第81章 薄紅に見る夢
「もう行ったか?」
「いや、まだ中にいる」
次の日。遊びに出かけたふりをしてエースはサボと合流し小屋の近くへ待機する。
最近のパターンであれば、そろそろ家事を終えた水琴が外へ出てくるはずだ。
予想通り一人小屋から出てきた水琴は森へと入っていく。
カゴを持っているわけではないので採取が目的ではないだろう。サボと二人目配せをし、そっと後を追い始める。
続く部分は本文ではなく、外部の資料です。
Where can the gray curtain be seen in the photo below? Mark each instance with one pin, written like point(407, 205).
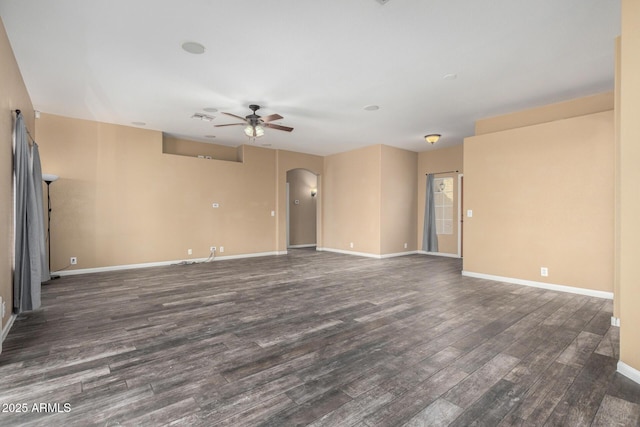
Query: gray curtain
point(429, 236)
point(31, 267)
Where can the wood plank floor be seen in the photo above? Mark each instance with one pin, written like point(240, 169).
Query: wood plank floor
point(312, 338)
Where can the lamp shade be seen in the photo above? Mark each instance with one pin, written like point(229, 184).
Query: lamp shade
point(48, 177)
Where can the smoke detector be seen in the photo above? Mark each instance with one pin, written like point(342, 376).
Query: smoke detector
point(203, 117)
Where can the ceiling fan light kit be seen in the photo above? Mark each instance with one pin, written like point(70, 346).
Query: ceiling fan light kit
point(255, 124)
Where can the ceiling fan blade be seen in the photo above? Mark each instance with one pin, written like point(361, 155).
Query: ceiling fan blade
point(233, 115)
point(278, 127)
point(271, 117)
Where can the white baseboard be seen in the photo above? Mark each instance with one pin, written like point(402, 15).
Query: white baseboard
point(632, 373)
point(445, 254)
point(550, 286)
point(162, 263)
point(7, 327)
point(383, 256)
point(365, 254)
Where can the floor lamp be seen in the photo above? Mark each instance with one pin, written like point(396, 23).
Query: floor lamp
point(48, 179)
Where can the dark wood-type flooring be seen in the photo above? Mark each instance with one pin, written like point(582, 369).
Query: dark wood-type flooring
point(313, 338)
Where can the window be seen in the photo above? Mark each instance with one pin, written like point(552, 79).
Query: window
point(443, 198)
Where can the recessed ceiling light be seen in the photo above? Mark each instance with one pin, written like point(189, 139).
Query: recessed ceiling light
point(193, 47)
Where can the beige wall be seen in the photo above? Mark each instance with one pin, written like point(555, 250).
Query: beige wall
point(120, 200)
point(548, 113)
point(398, 207)
point(629, 224)
point(442, 160)
point(185, 147)
point(288, 160)
point(351, 188)
point(542, 196)
point(302, 216)
point(13, 95)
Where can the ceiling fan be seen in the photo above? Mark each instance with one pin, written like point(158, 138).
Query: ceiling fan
point(254, 124)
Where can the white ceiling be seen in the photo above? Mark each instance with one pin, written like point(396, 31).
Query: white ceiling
point(318, 64)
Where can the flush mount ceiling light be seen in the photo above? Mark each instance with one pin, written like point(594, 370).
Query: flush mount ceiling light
point(193, 47)
point(432, 138)
point(204, 117)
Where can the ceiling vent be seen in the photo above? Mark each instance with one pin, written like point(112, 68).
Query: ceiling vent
point(203, 117)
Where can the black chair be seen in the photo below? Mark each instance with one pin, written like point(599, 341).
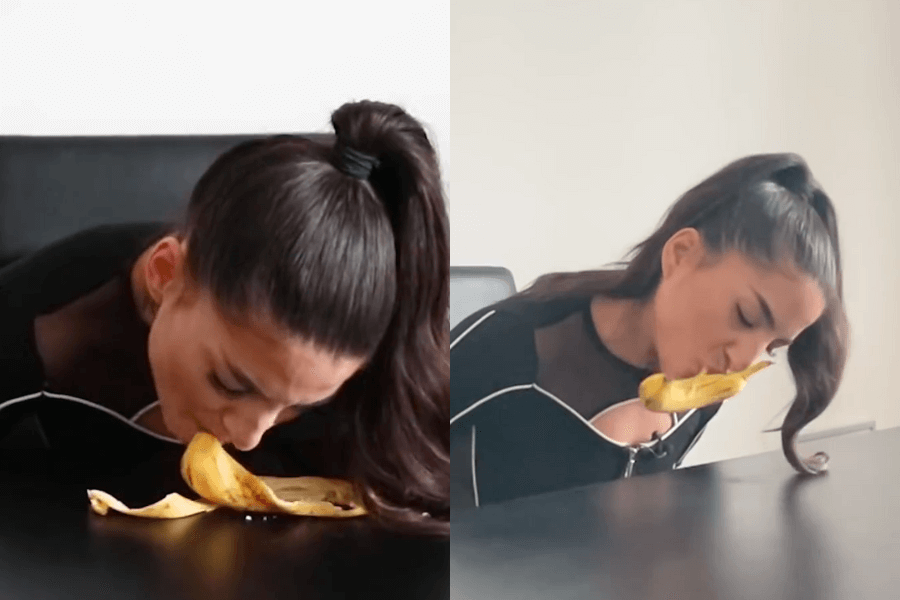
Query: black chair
point(51, 187)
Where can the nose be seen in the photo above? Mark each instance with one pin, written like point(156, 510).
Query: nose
point(245, 426)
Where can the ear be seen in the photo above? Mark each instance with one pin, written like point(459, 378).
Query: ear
point(164, 270)
point(685, 249)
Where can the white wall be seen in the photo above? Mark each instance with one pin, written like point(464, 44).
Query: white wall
point(112, 67)
point(575, 124)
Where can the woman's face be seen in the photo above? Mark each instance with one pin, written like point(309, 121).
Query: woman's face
point(233, 379)
point(720, 314)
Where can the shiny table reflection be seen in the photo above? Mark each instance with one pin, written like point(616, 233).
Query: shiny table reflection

どうやら森の奥へと向かっているようだ。海の方ではないことに内心ほっとする。
しかしそれならばどこへ向かおうというのだろう。
グレイターミナルの方とも違う。フーシャ村でもない。
あまり普段足を運ばない方へ向かう水琴の足取りに疑問は増していく。
「こっちの方って何かあったか?」
「さぁ……あ、止まったぞ」
不意に水琴が立ち止まりエースたちは慌てて近くの木の陰に隠れた。
息を殺して水琴の様子を窺う。森の中歩みを止めた水琴はきょろきょろと辺りを見渡しているようだった。
「何か探してるのかな」
「こんな森の中でか?__っ!」
不意に風が沸き起こりエースは舞う砂埃に目を庇う。
風は一瞬で立ち消え、元の静寂を取り戻した。
視線を戻せばそこに佇んでいたはずの水琴の姿は影も形もない。
撒かれてしまった事実に二人は呆気にとられ顔を見合わせた。
「気付かれたのか……?」
「でも、水琴なら気付いたら声かけるんじゃないか?」
「じゃあなんで風になって消えたんだよ」
「うーん……」
このままここで考えていても仕方がない。
こうして二人の尾行一日目は失敗に終わった。